-
HOOFDSTUK 7 DE DELTA-METHODE:
- DOORLATEN VAN DRUGS ONDER REGIE VAN POLITIE EN
JUSTITIE
7.1 Inleiding
De commissie heeft intensief onderzoek gedaan naar de methode
van het bewust doorlaten van drugs onder verantwoordelijkheid van
politie en justitie, waarbij gestuurde informanten of beter gezegd
burgerinfiltranten behulpzaam zijn. Deze methode, die bekend is
geraakt als de Delta-methode, heeft mede ten grondslag gelegen aan
de opheffing van het interregionaal rechercheteam
Noord-Holland/Utrecht (IRT), eind 1993. Bij haar aantreden in
december 1994 stond voor de commissie vast dat ook de methode die
gebruikt werd door het opgeheven IRT nader onderzocht moest worden.
Zij kon toen nog niet voorzien dat deze delta-methode ook na de
opheffing van het IRT door de CID in Kennemerland was voortgezet.
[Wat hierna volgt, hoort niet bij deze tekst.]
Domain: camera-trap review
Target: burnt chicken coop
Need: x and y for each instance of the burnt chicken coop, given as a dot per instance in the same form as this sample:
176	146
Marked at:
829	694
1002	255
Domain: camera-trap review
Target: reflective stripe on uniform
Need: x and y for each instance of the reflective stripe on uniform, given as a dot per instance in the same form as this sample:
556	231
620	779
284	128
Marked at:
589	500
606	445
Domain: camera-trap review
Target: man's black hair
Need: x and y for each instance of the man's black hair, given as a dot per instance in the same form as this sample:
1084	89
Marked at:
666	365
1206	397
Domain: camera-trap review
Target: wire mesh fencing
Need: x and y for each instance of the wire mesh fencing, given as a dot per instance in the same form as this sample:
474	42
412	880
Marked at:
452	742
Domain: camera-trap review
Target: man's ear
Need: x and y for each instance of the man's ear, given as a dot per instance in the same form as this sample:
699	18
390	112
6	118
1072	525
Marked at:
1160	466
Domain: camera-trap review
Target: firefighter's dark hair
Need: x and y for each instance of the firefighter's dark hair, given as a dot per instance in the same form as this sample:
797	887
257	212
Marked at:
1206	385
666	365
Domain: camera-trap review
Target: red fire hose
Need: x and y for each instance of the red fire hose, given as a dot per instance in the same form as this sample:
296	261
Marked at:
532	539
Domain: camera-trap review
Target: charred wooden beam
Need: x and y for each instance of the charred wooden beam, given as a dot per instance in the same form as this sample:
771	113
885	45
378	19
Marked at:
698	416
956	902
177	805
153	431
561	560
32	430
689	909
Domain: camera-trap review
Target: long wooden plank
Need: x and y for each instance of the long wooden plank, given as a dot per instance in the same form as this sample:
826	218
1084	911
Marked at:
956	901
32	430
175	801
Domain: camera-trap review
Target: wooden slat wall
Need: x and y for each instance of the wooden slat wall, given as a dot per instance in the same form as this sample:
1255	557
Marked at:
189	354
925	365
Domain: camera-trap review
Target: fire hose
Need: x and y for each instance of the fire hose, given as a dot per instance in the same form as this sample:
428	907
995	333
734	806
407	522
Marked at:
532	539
Daarvoor kreeg zij de eerste aanwijzingen in maart 1995. De
commissie beschikte over informatie dat een informant in Rotterdam
actief was geweest bij het doorlaten van drugs nadat het IRT was
opgeheven. Het ging hier om de zaak die later bekend werd onder de
naam Bever. Op grond van deze gegevens en nieuwe feiten rond
sigarettensmokkel is een rijksrecherche-onderzoek begonnen op
aanvraag van de korpschef en de hoofdofficier van justitie in
Haarlem en de hoofdofficier te Rotterdam. Nadat deze zaak in de
openbaarheid was gekomen, heeft het College van procureurs-generaal
een algemeen rijksrecherche-onderzoek gelast naar het functioneren
van de CID Kennemerland. Vanaf het begin is de commissie in de
persoon van haar voorzitter en de vice-voorzitter op de hoogte
gehouden van de voortgang van het rijksrecherche-onderzoek. De
commissie heeft gekozen voor een breder onderzoek dan de
rijksrecherche. Niet alleen de politieregio Kennemerland was
onderwerp van onderzoek, maar de commissie heeft ook gekeken naar
enkele andere regio’s waar sprake was van het doorlaten van drugs
onder regie van de politie, zoals Rotterdam, Gooi en Vechtstreek,
Twente en Haaglanden. Noot De commissie wilde niet het
onderzoek van de commissie-Wierenga, die onderzoek deed naar de
redenen voor de opheffing van het IRT, volledig over te doen. De
bestuurlijke en organisatorische verhoudingen rondom het IRT zijn
derhalve geen direct onderwerp van onderzoek geweest van de
commissie. De methode van het IRT en het oordeel van de
commissie-Wierenga hierover daarentegen des te meer. Het onderzoek
van de commissie naar deze methode leverde veel gegevens op. De
commissie heeft noodgedwongen een selectie moeten maken uit deze
gegevens. Tijdens het onderzoek naar deze methode werd de commissie
geconfronteerd met elkaar tegensprekende verklaringen van leden van
het OM en politiefunctionarissen. Indien mogelijk heeft de
commissie een oordeel gegeven over de verschillende verklaringen.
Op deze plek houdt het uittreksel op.